Serangan rayap juga menyebabkan kerusakan pada perkebunan kelor.

Beberapa solusi organik yang ada untuk pengendalian rayap:

  • Menebarkan pasta biji mimba ke tanah.
  • Memberikan ekstrak daun jarak pagar, kulit mahoni, daun tephrosia atau persia lilac pada sekitar pangkal batang.
  • Menumpukan abu di dasar tanaman.
  • Membuat perangkap rayap menggunakan mangkuk diisi dengan jerami basah, tanah dan limbah sayuran lainnya. Mangkuk diisi pada pagi hari, simpan pada bagan tanah yang rendah dengan mengubur dasar mangkuk dan ditutup dengan dedaunan kering untuk mempertahankan kesejukan. Perangkap ini harus diperiksa setiap 24 sampai 48 jam.

Penyakit, Serangan jamur
Penyakit yang paling banyak menyerang tanaman kelor adalah serangan jamur, terutama jamur Cercospora spp dan Septoria lycopersici. Bintik-bintik cokelat dapat muncul pada daun dan kemudian menyebar menutupi permukaan daun sepenuhnya, menyebabkan daun menguning dan mati.
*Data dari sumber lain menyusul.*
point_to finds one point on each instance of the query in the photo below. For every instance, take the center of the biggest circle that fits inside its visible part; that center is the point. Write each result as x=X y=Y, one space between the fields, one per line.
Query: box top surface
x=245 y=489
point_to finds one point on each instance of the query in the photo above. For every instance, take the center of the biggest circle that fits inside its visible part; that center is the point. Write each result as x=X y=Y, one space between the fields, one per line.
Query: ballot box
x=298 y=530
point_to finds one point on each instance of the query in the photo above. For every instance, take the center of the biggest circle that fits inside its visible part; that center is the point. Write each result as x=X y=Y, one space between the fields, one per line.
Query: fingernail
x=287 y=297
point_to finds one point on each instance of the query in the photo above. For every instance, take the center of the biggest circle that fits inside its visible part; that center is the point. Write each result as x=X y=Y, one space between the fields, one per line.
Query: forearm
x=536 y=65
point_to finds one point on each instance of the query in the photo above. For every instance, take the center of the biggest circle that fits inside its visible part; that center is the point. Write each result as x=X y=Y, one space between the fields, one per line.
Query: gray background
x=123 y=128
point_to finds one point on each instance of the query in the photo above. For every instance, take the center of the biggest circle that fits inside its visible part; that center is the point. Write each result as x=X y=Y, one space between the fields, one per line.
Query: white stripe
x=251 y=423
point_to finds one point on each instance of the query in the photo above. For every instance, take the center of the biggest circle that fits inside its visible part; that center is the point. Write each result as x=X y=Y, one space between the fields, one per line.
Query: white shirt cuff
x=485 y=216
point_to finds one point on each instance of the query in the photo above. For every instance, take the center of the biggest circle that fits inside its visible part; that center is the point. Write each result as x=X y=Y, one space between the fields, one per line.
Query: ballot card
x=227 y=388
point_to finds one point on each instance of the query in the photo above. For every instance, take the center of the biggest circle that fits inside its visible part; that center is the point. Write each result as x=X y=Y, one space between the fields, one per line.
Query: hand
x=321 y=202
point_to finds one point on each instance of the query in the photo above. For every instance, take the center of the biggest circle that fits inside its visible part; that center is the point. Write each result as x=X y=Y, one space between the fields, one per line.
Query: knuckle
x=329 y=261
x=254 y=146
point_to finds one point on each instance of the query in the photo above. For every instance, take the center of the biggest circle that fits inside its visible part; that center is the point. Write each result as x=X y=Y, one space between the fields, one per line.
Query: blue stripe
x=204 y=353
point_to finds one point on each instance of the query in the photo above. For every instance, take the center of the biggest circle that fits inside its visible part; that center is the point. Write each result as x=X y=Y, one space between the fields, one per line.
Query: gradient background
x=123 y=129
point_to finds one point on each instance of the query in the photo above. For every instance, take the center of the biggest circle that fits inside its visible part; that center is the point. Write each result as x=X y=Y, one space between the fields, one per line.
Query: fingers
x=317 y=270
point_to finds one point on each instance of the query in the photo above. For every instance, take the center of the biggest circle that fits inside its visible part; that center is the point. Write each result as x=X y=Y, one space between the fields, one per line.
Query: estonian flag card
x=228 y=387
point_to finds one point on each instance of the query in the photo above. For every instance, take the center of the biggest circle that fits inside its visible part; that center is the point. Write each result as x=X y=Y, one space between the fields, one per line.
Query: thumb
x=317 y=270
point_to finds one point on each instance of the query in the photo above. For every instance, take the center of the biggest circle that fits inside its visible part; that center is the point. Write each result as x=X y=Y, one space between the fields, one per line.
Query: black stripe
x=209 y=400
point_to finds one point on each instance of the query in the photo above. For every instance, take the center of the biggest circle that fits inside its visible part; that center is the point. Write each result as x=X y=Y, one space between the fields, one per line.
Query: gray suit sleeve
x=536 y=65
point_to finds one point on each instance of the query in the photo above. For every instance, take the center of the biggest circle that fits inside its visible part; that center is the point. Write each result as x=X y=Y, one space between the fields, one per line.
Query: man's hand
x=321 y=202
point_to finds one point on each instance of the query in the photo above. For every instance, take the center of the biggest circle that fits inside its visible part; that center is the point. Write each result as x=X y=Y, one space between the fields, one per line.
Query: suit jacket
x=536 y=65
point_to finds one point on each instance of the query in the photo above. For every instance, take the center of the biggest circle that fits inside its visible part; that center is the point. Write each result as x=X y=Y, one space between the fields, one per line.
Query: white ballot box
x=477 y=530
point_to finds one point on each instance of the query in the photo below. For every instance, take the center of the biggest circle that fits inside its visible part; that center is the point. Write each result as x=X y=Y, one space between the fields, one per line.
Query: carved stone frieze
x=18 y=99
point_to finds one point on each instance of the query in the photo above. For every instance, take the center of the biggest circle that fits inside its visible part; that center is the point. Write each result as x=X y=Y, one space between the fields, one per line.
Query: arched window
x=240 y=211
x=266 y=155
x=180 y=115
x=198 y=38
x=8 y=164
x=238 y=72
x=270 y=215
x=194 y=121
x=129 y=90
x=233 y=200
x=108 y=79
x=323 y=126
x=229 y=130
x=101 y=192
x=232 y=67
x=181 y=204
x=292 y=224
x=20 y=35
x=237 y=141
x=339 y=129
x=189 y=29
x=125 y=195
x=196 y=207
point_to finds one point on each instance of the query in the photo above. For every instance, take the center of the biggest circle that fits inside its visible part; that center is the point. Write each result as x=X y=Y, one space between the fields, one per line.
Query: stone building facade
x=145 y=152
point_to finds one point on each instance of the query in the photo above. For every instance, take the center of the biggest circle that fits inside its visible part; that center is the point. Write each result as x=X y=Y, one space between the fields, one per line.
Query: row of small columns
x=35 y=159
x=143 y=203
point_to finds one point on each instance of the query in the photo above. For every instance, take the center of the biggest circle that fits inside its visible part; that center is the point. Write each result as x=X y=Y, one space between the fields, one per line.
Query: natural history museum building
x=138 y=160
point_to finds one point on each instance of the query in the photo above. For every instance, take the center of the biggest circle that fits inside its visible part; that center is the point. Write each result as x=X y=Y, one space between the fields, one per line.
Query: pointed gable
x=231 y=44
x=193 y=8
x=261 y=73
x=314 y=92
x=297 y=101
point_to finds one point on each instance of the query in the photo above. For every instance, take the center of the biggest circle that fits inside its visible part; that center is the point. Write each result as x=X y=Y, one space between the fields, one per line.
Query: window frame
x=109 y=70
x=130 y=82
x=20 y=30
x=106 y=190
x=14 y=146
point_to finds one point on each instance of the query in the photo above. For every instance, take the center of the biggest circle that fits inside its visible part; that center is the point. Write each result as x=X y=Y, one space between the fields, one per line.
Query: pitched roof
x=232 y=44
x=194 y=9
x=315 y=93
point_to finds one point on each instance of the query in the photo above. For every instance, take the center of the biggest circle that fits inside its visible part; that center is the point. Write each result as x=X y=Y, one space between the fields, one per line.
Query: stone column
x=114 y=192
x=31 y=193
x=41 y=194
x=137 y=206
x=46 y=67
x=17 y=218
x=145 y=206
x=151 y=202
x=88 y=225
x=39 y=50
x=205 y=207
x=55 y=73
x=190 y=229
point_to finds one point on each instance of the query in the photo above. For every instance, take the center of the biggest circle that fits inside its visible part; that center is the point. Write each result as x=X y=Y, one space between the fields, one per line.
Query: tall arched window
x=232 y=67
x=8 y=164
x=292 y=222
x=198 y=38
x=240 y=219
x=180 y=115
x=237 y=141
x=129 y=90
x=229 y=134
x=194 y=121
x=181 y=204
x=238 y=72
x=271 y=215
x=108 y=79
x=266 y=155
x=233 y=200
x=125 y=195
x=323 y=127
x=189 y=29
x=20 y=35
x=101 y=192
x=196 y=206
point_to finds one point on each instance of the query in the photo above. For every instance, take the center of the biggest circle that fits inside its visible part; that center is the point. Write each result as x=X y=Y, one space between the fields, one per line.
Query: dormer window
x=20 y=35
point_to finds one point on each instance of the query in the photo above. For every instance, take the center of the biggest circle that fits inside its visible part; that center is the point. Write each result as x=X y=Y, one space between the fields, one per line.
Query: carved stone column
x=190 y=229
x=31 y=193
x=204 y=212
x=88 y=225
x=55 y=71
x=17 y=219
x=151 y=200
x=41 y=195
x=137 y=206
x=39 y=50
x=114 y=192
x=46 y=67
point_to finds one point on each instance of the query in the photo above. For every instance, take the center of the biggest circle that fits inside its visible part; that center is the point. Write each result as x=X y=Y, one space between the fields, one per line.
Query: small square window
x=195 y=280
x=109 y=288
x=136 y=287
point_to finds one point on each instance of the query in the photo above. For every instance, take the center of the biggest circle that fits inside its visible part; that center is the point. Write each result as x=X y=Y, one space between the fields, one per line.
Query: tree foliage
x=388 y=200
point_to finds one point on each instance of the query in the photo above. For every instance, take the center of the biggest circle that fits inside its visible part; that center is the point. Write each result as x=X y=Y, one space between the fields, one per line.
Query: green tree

Alternaria juga sering dengan ciri munculnya warna coklat gelap dengan bintik-bintik lingkaran konsentris pada sudut daun. Tanda hitam atau coklat juga muncul pada cabang-cabang. Jamur ini dikenal sebagai Alternaria solani. Timbulnya penyakit ini sulit untuk dideteksi dan seringkali terlambat untuk diatasi, sehingga defoliasi tidak bisa dihindari. Hal yang penting adalah mengingat periode pada saat gejala muncul, agar dapat bertindak lebih awal pada musim berikutnya. Gunakan fungisida nabati untuk mengatasinya.

sumber: https://kelorina.com/budidaya/hama-penyakit/

1 Like

mau tanya kak, kalau semisal penanaman sirih merah dalam jumlah banyak, adakah alternatif lain yang bisa digunakan untuk membasmi keong dan bekicot?